Vous ne m'avez point parlé de madame de Groslée; vous croyez qu'il n'y a que les spectacles qui me touchent. Vous ne savez pas qu'ils sont mon plus léger souci, qu'ils ne servent qu'à remplir le vide de mes momens inutiles, et que je préfère infiniment votre amitié à la vaine et ridicule gloire des belles lettres, qui périssent dans ce malheureux siècle.

XV.

2

A M. LE COMTE DE SCHOUVALOF.

A Ferney, 30 septembre.

J'ai été long-temps malade, monsieur; c'est à ce triste métier que je consume les dernières années de ma vie. Une de mes plus grandes souffrances a été de ne pouvoir répondre à la lettre charmante dont vous m'honorâtes il y a quelques semaines.

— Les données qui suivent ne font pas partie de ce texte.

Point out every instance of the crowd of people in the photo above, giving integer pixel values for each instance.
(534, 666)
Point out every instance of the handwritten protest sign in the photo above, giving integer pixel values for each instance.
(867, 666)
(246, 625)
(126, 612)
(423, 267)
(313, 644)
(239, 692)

Vous faites toujours mon étonnement, vous êtes un des prodiges du règne de Catherine II. Les vers français que vous m'envoyez sont du meilleur ton et d'une correction singulière; il n'y a pas la plus petite faute de langage: on ne peut vous reprocher que le sujet que vous traitez. Je m'intéresse à la gloire de son beau règne comme je m'intéressais autrefois au siècle de Louis XIV. Voilà les beaux jours de la Russie arrivés; toute l'Europe a les yeux sur ce grand

CORRESPONDANCE. T. IX.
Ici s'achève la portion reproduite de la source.